GemmaTransformer#
- class penzai.deprecated.v1.example_models.gemma.model_core.GemmaTransformer[source]#
Bases:
Layer
Top-level Gemma transformer decoder, encapsulating all internal effects.
This class represents the full Gemma model, and can be loaded from the official Gemma checkpoints.
- Variables:
config (GemmaTransformerConfig) – The configuration for the transformer. Although not directly used when the model is called, this can be useful for re-building the model or converting it to autoregressive sampling mode.
body (pz.LayerLike) – The implementation of the transformer. Usually a side-input effect handler wrapping the main sequence of transformer blocks, but may be modified after the model is loaded due to patching.
Methods
__init__
(config, body)from_config
(config)Constructs an uninitialized transformer with the Gemma architecture.
from_pretrained
(ckpt_params[, ...])Constructs a
GemmaTransformer
from an official Gemma Flax checkpoint.input_structure
()output_structure
()__call__
(inputs)Scores log-probabilities for the given inputs.
Attributes
config
body
Inherited Methods
(expand to view inherited methods)
attributes_dict
()Constructs a dictionary with all of the fields in the class.
from_attributes
(**field_values)Directly instantiates a struct given all of its fields.
key_for_field
(field_name)Generates a JAX PyTree key for a given field name.
select
()Wraps this struct in a selection, enabling functional-style mutations.
tree_flatten
()Flattens this tree node.
tree_flatten_with_keys
()Flattens this tree node with keys.
tree_unflatten
(aux_data, children)Unflattens this tree node.
treescope_color
()Computes a CSS color to display for this object in treescope.
- __call__(inputs: GemmaInputs) pz.nx.NamedArray [source]#
Scores log-probabilities for the given inputs.
- Parameters:
inputs – Structure of input arguments, containing tokens, segment positions, and an attention mask.
- Returns:
The final matrix of logits from the embedding decoding layer, which (in the normal configuration) will have axes “seq” and “vocabulary”.
- classmethod from_config(config: GemmaTransformerConfig) GemmaTransformer [source]#
Constructs an uninitialized transformer with the Gemma architecture.
- Parameters:
config – The configuration of the Gemma model.
- Returns:
A
GemmaTransformer
with uninitialized parameters.
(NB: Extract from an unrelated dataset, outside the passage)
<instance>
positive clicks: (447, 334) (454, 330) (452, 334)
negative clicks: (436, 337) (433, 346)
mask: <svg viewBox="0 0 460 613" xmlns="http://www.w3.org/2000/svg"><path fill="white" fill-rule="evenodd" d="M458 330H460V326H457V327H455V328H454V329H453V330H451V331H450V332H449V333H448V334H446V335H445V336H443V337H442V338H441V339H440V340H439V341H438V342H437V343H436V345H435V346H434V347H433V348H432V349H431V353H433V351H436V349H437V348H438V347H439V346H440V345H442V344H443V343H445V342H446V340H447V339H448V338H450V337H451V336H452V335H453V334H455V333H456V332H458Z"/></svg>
All side input effects will have already been appropriately handled.
- classmethod from_pretrained(ckpt_params: dict[str, Any], upcast_activations_to_float32: bool = False) GemmaTransformer [source]#
Constructs a
GemmaTransformer
from an official Gemma Flax checkpoint.The parameters of the loaded
GemmaTransformer
will be close to those in the original checkpoint with a few modifications:Query, key, and value heads are stored in three separate matrices instead of being stored either as a single matrix (qkv_einsum) or as two (q_einsum and kv_einsum).
RMSLayerNorm
weights have their values increased by one, instead of adding one at call time.Axes of parameters are identified by name instead of by position.
- Parameters:
ckpt_params – Nested dictionary of weights from the Gemma checkpoint.
upcast_activations_to_float32 – Whether to cast activations to float32 when the model runs. This is useful for doing interpretability research at higher precision without consuming additional memory.
- Returns:
A GemmaTransformer model containing the loaded parameters.